Votre opérateur de compétences finance tout ou partie des formations de vos salariés, à deux conditions rarement négociables : déposer la demande avant le premier jour de formation, et passer par un organisme certifié Qualiopi. Le rattachement à un opérateur dépend de votre convention collective, jamais de votre code APE.
Ce que votre contribution paie vraiment
Chaque mois, votre déclaration sociale nominative embarque une ligne de contribution formation que l’URSSAF prélève avec les cotisations sociales. Le taux dépend de votre effectif : 0,55 % de la masse salariale brute en dessous de onze salariés, 1 % à partir de onze. S’y ajoute la taxe d’apprentissage, fixée à 0,68 % de la même assiette et ramenée à 0,44 % en Alsace-Moselle, répartie entre une part principale de 0,59 % et un solde de 0,09 %. L’ensemble forme la contribution unique à la formation professionnelle et à l’alternance.
Depuis le 1er janvier 2022, l’URSSAF assure cette collecte et la reverse à France compétences, établissement public qui répartit ensuite les fonds entre les opérateurs de compétences, la Caisse des dépôts pour le compte personnel de formation, les régions et l’État.
Votre versement n’est pas un droit de tirage
Une confusion coûte cher aux petites structures : croire que la contribution ouvre un compte au nom de l’entreprise. Le mécanisme est mutualisé. Une entreprise de six salariés dont la masse salariale annuelle atteint cent quatre-vingt mille euros verse un peu moins de mille euros au titre de la contribution formation, et peut pourtant obtenir plusieurs milliers d’euros de prise en charge sur une action prioritaire. L’inverse se produit aussi : un gros contributeur peut se voir refuser un financement parce que le dispositif visé est fermé ou l’enveloppe consommée.
Le vrai levier n’est donc pas le montant versé. C’est la connaissance des dispositifs ouverts au moment où vous déposez.
Une enveloppe sous tension, et un calendrier qui compte
Les ressources de France compétences se sont élevées à environ 11,6 milliards d’euros en 2025. Pour 2026, l’établissement prévoit d’y consacrer 8,3 milliards d’euros à l’apprentissage et à la professionnalisation, contre 9 milliards l’année précédente.
Le décret n° 2026-104 du 19 février 2026 a durci l’arbitrage : la part minimale de la dotation des opérateurs fléchée vers les contrats d’alternance passe de 92 % à 95 %, et la répartition entre opérateurs redevient proportionnelle aux contributions des entreprises adhérentes. Concrètement, la marge disponible pour financer le plan de développement des compétences se réduit encore.
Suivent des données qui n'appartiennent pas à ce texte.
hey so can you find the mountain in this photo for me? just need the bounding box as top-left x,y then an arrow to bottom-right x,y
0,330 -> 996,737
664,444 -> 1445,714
Le réflexe opérationnel tient en une phrase : déposez tôt dans l’exercice. Une demande de mars a statistiquement plus de chances qu’une demande d’octobre, à dossier identique.

Identifier son opérateur : la branche décide, pas le code APE
Onze opérateurs de compétences ont été agréés par les arrêtés du 29 mars 2019, publiés au Journal officiel du 31 mars 2019, en application de la loi du 5 septembre 2018 pour la liberté de choisir son avenir professionnel. Chacun couvre un périmètre de branches professionnelles cohérent : industrie, construction, commerce, santé, mobilité, entreprises de proximité, cohésion sociale et quelques autres.
Le code qui détermine votre rattachement
Le rattachement suit la convention collective appliquée dans l’entreprise, repérée par son identifiant de convention collective, le fameux IDCC. Le code APE attribué par l’INSEE ne joue aucun rôle juridique dans cette affectation, même s’il sert d’indice quand la convention est incertaine.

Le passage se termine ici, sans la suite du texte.